Il concetto di Mindfulness deriva dagli insegnamenti del Buddismo (Meditazione Vipassana), dello Zen e dalle pratiche di meditazione Yoga, ma solo nel corso degli ultimi due decenni questo modello è stato utilizzato come paradigma autonomo in alcune discipline psicoterapeutiche occidentali, in particolare in quella cognitivo-comportamentale che se ne avvale con approccio integrato.
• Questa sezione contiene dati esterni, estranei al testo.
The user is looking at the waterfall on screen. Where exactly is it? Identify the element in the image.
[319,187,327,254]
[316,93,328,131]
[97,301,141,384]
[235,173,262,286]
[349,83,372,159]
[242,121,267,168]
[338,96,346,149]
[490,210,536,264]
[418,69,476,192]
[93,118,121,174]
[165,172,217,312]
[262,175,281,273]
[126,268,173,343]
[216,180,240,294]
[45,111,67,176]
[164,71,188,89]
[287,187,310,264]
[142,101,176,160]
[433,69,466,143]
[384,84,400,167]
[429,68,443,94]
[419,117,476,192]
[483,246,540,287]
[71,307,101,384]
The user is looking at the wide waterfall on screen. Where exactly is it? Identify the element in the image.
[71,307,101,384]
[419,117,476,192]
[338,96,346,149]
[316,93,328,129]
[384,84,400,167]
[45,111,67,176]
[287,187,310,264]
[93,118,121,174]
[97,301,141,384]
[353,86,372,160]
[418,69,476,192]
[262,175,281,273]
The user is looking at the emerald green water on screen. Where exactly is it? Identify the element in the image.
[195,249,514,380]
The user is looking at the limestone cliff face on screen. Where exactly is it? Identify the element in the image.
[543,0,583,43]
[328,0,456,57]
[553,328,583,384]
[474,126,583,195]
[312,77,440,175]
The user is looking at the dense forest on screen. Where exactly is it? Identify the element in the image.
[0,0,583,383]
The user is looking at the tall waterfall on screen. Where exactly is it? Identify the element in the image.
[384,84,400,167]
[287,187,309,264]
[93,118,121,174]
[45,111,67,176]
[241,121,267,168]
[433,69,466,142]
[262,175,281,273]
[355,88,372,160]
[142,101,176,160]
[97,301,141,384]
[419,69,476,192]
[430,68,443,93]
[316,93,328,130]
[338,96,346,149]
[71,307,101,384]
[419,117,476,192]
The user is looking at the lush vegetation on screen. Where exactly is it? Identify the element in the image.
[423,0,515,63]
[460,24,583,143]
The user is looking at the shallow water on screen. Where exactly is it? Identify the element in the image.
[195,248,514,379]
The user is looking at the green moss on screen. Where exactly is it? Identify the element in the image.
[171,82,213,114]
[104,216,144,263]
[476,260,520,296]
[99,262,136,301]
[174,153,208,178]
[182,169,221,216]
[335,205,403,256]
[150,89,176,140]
La meditazione e delle prospettive basate sulla Mindfulness, in setting individuali o di gruppo, ambulatoriali o in pazienti ospedalizzati, trovano applicazioni cliniche nella prevenzione e la cura di problemi legati allo stress e alle malattie psicosomatiche, nei disturbi d’ansia, nel disturbo ossessivo-compulsivo, la depressione cronica, l’abuso di sostanze, i disturbi alimentari, le tendenze suicidarie e il disturbo borderline, i deliri psicotici, come pure nel caso di disturbi di tipo medico (oncologia, psoriasi, dolore cronico) permettendo lo sviluppo di protocolli e modelli terapeutici validati di provata efficacia tra i quali la Mindfulness-Based Stress Reduction, la Mindfulness-Based Cognitive Therapy, la Dialectical Behaviour Therapy, l’Acceptance and Commitment Therapy e la Compassion Focused Therapy.
La Mbsr (Mindfulness based stress reduction) ad esempio è volta a ridurre l’impatto dello stress quotidiano tramite la pratica della consapevolezza. Si parte riattivando la capacità di mettersi in ascolto, non di qualcuno o qualcosa, ma di se stessi e del proprio corpo, delle sensazioni che ci manda, gradevoli o sgradevoli, imponenti o insignificanti: caldo, freddo, prurito, pressione. E se la mente si distrae, perdendosi in pensieri, ricordi o progetti, con pazienza la si riporta sulla parte del corpo che si sta “ascoltando”. Poi si passa all’osservazione del respiro. Si passa poi ad esplorare altri gesti quotidiani e “scontati”, come camminare, mangiare o guidare la macchina, attività che solitamente svolgiamo automaticamente. Infine si passa al pensiero, all’ascolto consapevole del suo flusso incessante, e a tutte le sensazioni che arrivano dall’esterno.
In Gran Bretagna è nato un gruppo interparlamentare a supporto di questa disciplina. Quando qualche anno fa ero Primario Psichiatra al Royal Free Hospital di Londra (quindi nell’ambito del Sistema Sanitario Nazionale) offrivo le sedute di mindfulness come opzione terapeutica accessoria abituale nei casi indicati, con ottimi risultati. La medicina ufficiale italiana, con un po’ di ritardo, come sovente accade, ne sta oggi lentamente riconoscendo l’efficacia ed utilità.